Sample Business Case: Satellite vs. Cloud CDN Distribution

Widebeam satellites will continue being an OPEX-efficient means to distribute popular linear TV channels, but, given the trends mentioned, it is worth looking into the crossing points where broadcast economics begin to break down.

Let us analyze the case of a broadcaster or programmer that uses a satellite hemi beam to distribute niche SD and HD TV channels to last-mile distributors scattered across a region. Distributors may include cable operators, telco TV and terrestrial free-to-air players that aggregate millions of end subscribers or viewers. As it happens with niche channels, viewership is limited so not all distributors are willing to dedicate resources for HD last-mile distribution. Hundreds of cable TV headends may participate in the satellite neighborhood but only a subset opts to carry the HD TV version. Let us assume that ten last-mile distributors opt to carry the HD channel, uplinked by the broadcaster using the following video multiplex characteristics:

  • 9 Mbps MPEG-4 HD TV Channel using 4.3 MHz of capacity (DVB-S2 8PSK 5/6, 20% roll-off)

At a rate of $3,000/MHz per month for a prime video neighborhood, this niche HD-channel uplink costs the broadcaster $12,900 each month.

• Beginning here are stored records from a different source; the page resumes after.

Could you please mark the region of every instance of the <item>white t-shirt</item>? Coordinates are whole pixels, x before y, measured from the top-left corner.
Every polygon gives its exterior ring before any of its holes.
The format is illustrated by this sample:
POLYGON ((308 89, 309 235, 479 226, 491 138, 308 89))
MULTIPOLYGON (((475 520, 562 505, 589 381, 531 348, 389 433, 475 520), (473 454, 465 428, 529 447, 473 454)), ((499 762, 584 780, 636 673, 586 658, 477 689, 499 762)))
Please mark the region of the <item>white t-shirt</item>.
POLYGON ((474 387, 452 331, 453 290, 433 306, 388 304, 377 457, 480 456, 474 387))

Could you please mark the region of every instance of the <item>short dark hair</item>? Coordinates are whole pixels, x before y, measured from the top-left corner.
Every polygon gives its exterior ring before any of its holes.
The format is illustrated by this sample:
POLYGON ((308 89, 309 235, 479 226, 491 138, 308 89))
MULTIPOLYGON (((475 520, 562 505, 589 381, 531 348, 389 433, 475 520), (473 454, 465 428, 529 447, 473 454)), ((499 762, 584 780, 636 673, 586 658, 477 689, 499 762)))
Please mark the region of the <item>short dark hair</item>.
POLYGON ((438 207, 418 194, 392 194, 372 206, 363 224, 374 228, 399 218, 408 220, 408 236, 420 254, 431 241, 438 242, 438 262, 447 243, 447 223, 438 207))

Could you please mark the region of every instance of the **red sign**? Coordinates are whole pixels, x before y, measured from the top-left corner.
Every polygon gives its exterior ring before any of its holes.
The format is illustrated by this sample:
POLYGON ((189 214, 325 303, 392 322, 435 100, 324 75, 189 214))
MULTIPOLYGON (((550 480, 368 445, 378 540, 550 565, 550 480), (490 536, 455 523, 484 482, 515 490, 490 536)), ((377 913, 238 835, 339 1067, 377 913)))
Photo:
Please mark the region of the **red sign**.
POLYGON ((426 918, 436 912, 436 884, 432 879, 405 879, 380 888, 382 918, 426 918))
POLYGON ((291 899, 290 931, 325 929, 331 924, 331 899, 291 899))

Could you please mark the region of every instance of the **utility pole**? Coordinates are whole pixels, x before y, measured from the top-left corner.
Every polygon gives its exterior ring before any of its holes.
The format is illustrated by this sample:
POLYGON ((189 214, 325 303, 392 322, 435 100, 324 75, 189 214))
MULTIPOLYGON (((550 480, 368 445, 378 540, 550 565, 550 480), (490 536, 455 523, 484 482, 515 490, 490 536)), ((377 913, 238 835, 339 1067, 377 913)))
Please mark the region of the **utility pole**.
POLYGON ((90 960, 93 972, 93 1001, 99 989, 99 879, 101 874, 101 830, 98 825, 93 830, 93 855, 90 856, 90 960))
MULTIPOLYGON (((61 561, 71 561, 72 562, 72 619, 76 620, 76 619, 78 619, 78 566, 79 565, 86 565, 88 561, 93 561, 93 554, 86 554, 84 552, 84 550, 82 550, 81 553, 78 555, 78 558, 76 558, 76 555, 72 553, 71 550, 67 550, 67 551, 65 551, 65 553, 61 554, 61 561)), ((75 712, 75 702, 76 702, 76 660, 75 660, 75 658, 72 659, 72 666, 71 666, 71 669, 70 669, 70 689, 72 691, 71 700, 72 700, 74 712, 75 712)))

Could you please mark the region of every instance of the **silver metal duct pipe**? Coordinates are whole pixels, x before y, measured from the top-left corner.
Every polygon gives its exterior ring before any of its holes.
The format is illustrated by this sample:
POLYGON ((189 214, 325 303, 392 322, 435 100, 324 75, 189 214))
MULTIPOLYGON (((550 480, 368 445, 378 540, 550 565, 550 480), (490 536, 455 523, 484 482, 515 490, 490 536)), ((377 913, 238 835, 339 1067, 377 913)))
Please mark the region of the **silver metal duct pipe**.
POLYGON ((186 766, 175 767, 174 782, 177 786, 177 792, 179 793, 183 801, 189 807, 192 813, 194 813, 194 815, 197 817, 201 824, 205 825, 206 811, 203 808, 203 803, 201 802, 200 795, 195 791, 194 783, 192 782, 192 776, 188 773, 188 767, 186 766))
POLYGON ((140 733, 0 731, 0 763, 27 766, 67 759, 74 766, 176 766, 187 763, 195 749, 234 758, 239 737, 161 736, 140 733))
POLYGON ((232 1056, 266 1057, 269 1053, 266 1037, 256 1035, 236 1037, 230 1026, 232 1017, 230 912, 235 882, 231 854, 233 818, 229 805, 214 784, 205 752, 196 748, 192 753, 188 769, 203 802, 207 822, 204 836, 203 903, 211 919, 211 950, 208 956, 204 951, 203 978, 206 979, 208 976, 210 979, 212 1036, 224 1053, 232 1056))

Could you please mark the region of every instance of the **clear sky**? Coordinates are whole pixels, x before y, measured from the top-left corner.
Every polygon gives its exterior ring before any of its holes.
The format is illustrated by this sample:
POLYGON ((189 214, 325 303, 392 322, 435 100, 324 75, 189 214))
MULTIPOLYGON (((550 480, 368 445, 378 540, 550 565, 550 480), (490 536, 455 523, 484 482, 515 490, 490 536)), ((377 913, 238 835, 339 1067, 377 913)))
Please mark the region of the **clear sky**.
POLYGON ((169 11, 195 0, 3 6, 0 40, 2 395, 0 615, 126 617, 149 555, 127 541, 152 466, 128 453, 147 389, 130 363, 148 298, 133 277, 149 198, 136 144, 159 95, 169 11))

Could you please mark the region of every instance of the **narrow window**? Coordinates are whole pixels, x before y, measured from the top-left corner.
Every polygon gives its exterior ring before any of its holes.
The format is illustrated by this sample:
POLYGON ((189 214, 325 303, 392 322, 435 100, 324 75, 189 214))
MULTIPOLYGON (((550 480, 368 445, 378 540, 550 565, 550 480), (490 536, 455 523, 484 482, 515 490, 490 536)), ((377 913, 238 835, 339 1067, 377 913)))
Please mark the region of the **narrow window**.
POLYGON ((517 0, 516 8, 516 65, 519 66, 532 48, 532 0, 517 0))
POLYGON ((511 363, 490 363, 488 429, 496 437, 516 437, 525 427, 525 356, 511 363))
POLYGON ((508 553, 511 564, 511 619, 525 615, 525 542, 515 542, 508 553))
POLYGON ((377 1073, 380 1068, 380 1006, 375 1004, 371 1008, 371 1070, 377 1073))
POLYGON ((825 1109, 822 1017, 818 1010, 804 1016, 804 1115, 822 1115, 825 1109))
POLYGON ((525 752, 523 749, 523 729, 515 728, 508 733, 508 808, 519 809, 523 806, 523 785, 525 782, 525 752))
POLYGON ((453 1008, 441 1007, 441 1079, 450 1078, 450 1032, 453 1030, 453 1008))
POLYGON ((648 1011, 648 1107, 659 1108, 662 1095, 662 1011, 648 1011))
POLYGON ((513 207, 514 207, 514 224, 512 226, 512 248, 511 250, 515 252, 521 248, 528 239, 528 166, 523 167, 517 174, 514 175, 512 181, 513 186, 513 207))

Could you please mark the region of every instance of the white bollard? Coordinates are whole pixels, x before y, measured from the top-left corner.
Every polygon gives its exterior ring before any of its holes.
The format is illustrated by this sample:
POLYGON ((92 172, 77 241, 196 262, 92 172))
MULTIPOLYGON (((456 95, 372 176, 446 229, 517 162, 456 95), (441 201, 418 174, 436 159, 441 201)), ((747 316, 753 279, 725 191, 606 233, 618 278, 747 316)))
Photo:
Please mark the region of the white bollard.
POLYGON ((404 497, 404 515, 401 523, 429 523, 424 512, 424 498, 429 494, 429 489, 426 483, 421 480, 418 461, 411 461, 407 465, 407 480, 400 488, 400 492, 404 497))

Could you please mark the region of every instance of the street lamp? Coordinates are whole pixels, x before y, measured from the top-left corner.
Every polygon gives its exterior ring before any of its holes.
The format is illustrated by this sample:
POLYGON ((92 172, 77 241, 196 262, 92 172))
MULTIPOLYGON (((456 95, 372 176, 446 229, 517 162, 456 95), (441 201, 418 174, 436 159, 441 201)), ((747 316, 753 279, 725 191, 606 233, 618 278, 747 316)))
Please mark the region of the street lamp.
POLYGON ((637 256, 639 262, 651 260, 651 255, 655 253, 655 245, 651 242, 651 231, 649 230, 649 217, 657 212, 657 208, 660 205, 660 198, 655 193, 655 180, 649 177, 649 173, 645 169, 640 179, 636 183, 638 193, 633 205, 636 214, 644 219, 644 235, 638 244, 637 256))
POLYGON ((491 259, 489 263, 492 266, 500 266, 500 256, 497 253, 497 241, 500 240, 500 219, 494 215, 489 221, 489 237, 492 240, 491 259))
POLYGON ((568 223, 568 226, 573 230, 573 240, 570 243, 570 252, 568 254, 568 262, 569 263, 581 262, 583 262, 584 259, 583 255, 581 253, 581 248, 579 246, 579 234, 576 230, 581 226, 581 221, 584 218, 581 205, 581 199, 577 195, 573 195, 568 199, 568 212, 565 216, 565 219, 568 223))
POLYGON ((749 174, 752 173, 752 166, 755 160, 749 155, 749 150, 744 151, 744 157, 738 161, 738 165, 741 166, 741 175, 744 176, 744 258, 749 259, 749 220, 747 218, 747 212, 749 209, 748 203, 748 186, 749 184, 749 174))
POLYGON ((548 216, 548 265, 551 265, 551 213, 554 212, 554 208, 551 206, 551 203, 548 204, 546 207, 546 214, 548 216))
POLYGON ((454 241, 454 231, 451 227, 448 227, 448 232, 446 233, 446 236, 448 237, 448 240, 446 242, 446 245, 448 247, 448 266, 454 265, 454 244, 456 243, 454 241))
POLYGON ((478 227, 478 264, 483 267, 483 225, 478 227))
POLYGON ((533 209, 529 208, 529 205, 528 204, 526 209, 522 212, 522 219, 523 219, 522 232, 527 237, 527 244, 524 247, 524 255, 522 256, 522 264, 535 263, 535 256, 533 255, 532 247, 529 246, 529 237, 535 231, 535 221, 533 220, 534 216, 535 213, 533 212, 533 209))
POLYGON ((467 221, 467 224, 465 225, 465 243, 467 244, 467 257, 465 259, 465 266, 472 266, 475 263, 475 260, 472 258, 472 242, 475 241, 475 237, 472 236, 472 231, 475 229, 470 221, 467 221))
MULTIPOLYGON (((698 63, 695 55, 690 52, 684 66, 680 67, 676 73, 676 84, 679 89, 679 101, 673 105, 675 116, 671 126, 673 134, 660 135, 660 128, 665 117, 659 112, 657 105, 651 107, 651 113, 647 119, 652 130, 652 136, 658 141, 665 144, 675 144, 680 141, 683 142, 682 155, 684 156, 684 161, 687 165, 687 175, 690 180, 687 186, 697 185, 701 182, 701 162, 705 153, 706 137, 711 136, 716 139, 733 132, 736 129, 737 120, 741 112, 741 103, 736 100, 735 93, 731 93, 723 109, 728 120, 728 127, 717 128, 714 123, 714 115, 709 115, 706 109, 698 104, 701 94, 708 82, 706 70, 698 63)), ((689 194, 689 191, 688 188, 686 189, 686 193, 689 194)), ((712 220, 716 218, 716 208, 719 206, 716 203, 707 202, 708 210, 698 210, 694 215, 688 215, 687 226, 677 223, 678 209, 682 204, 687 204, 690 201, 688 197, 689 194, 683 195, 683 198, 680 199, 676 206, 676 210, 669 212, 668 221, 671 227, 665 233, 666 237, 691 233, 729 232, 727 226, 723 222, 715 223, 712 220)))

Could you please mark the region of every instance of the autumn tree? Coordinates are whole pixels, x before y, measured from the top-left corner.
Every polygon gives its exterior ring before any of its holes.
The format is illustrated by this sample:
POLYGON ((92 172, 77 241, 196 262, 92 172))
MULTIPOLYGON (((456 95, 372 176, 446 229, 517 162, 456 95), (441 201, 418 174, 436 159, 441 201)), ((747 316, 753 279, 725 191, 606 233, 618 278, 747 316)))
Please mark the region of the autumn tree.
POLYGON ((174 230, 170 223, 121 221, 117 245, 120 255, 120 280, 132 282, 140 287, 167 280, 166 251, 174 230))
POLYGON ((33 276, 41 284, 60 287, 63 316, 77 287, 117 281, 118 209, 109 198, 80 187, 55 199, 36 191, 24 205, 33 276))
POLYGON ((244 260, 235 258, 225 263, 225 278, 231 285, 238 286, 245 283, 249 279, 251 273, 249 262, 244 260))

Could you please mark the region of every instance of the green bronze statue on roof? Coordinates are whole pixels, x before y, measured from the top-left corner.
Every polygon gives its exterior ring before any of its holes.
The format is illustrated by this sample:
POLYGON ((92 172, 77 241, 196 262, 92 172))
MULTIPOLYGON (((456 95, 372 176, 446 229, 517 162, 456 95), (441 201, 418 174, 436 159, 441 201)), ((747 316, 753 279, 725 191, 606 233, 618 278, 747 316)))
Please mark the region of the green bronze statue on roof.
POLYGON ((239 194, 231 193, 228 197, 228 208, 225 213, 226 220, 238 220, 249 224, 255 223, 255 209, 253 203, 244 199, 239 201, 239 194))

If the broadcaster were to replace the satellite channel uplink by CDN distribution, it would need to replace ten satellite IRDs by HLS (HTTP Live Streaming) IRDs and relied instead on a terrestrial CDN player with POPs nearby the last-mile distributors. NSR conducted an HLS-CDN distribution cost analysis assuming Amazon Web Services’ end-to-end pricing structure (publicly shared) for distributing a live video stream. Such analysis resulted in a monthly OPEX of around $2,000 per month for ten distributors (CDN egress points).

  • Cost structure assumes AWS Elemental MediaLive, AWS Elemental MediaPackage, and Amazon CloudFront CDN distribution costs. Analysis assumes US East (N. Virginia) pricing. While this generally represents the lowest price points as pricing can be higher for other regions and POPs/server locations, Amazon (and any other CDN provider including Lumen, Akamai, etc.) can offer volume discounts during negotiations. Comparison assumes that the video stream to AWS is a 1080p HD feed encoded at a bitrate of 15 Mbps using the AVC codec. Such contribution feed is then ABR-encoded (Adaptive Bitrate) for HLS/CDN distribution, assuming selectable Apple-recommended TN2224 HLS parameters.

The result of this sample-case analysis shows that cloud-based CDN distribution can become less expensive than satellite when received by tens of distributors. For 10 distributors savings are approx. $11,000 per month. Considering a one-time migration cost of $2,000 per replaced IRD (HLS IRDs cost less but one-time costs considers logistics, manpower, etc.), this sample case leads to an almost immediate payback cycle of less than 2 months.

Bottom Line

Pricing index and projections for video distribution and DTH in NSR’s SCPI7 report showcase continuous price pressures across regions, including prime video hot spots. Coupling this with what appears to be irreversible, continuous erosion in video revenues for operators highlights a platform lifecycle growth problem for satellites’ most successful and long-lasting application. It is not a doomsday scenario for satellite TV distribution, but content fragmentation and multi-sided cloud platforms will continue to eat into the business as it becomes harder to achieve the tipping point of critical mass to drive one-sided network effects in video neighborhoods.